How does the product arrive? I’ve been shopping on Amazon’s website in London and have watched friends and family using fashion retailers’ sites. I can say there is room to improve. There is room to add in the human touch. This type of PR could be a handwritten note. The note thanks me, Daniel, for shopping and offers me well wishes in using the product. Perhaps a link to reading more about the brand or product I have purchased, a future purchase discount coupon and or friend referral system to inspire brand growth within a community. The lack thereof could cause Amazon, or the brand, to lose customers to poor customer engagement. I’ve also noticed the boxes and packaging the product arrives in – they are way too big, causing waste.

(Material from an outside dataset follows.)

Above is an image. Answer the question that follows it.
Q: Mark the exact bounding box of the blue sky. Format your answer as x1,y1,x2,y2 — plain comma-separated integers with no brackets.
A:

Using technology in a way that is part of the human touch would be for a brand to engage with the customer via their social media. This isn’t being done very well. Social media has been used to push content rather than engage with customers and a fan community. This allows customers to feel heard which essentially makes them feel cared for. This creates loyalty. Know that Millennials and Gen Zs are not fickle by nature, rather they are statured with options. This means that making the user experience personal is key.
Stop, say hello, be kind and add the human touch within your 360 digital Meta experience. In doing this, you will win over your customer, rather than losing customers to poor customer engagement. The jargon aside, humans are humans. We are all part of a human experience whatever generation you are from. Therefore, I touch on the human experience and the importance of integration versus the technology-first experience.